Я повернула обратно. Но той ночью мне не было покоя. Я остановилась возле хижины, которую мы делили с Галантом, когда Давид был еще жив. Славные были времена: Галант так любил ребенка. И почему все должно было кончиться? Я вспомнила, как он оттолкнул меня, будто я носила в себе какую-то болезнь. Точно так же, как и баас. У двери хижины я задержалась, чтобы заглянуть в прошлое. Те дни в Брейнтихьюхте. Долгий путь в Кейп. Погибший ребенок. Растущая пустота. И вот теперь я тут, и руки у меня связаны. Куда пойдешь в такую ночь?

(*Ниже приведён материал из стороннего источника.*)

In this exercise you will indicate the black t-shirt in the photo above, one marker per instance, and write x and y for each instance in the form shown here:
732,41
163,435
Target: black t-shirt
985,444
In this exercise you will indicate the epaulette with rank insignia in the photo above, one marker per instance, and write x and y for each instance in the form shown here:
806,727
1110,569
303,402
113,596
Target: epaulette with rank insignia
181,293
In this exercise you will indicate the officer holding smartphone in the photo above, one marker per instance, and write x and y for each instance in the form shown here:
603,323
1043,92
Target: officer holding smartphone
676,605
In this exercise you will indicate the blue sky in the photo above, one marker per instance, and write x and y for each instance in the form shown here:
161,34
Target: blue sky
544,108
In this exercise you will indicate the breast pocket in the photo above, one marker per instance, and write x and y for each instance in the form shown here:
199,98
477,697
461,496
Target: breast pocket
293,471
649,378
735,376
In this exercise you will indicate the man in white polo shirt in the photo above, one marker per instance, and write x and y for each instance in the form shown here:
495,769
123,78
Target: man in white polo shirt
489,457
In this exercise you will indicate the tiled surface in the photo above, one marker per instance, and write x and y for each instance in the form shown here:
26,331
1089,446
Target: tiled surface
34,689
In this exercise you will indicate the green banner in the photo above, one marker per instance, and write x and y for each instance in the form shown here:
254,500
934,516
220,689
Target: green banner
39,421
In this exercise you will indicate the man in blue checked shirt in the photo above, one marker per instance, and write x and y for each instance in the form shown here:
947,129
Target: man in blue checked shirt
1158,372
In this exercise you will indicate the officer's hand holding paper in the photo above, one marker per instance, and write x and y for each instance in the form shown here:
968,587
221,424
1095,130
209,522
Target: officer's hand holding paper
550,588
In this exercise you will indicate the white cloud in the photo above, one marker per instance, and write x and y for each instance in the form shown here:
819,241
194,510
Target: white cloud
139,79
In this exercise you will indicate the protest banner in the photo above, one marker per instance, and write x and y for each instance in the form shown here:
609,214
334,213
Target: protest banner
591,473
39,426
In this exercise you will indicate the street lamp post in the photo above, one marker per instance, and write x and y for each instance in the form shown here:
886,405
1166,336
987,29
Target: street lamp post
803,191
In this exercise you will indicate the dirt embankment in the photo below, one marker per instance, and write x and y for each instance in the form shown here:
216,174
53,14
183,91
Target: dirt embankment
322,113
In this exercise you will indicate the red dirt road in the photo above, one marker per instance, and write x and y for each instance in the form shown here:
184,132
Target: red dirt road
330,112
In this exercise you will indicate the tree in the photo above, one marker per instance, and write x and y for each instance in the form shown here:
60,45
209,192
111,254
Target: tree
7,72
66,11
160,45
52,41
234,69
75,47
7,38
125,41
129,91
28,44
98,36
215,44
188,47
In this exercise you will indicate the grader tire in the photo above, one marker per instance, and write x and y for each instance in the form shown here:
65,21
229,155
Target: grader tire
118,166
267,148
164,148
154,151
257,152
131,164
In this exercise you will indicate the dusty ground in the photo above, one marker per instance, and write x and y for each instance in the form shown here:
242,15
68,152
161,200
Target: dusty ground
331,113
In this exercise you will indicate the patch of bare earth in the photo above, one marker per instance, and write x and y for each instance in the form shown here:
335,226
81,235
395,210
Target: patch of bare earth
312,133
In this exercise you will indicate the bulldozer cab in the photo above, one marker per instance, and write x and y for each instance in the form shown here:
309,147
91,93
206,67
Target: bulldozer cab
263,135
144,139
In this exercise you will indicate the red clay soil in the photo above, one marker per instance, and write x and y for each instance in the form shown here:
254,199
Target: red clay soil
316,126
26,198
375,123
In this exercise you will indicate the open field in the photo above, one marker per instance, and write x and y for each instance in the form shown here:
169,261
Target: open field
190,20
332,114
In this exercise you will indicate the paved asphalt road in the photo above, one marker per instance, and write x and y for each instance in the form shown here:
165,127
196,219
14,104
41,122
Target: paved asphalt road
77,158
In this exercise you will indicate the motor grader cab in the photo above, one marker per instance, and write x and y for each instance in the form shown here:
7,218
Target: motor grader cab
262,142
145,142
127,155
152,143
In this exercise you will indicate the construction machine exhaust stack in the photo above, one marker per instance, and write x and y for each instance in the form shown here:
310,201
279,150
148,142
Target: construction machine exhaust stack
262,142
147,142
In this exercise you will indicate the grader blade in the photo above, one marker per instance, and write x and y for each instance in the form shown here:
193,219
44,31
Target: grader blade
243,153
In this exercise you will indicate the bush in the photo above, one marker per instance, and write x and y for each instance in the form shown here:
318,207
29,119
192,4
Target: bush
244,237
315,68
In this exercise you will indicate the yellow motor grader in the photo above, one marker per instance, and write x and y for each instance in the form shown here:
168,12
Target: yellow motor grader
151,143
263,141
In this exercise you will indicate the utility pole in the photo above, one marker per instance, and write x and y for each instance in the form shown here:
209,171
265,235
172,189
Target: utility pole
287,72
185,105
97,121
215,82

Я направилась по тропинке к хижине мамы Розы. Многие годы мы ходили по этой тропинке, чтобы просить ее помощи, когда уже ничто другое не помогало. Издалека я увидела, что у нее горит огонь, и по запаху поняла, что она варит травы. Я почувствовала облегчение, глядя, как она, несмотря ни на что, занимается своим делом. Но у нее был гость. Он показался мне похожим на старого Плати. Я пошла обратно. Но не только из-за него: просто я знала, что сейчас мне не помогут ни ее травы, ни ее рассказы и советы. В ту ночь я нуждалась в ином снадобье.

Запруда мерцала в свете луны, неясная пелена воды в темноте. За ней высились горы, их хребты чернели на фоне неба, подобно огромному спящему зверю.

И снова к кухонной двери. Прижавшись головой к гладкой древесине, я долго стояла, стараясь собраться с мыслями. И тут мне вдруг показалось, что я слышу в доме приглушенные голоса, а потом стон женщины. Памела. А с нею баас.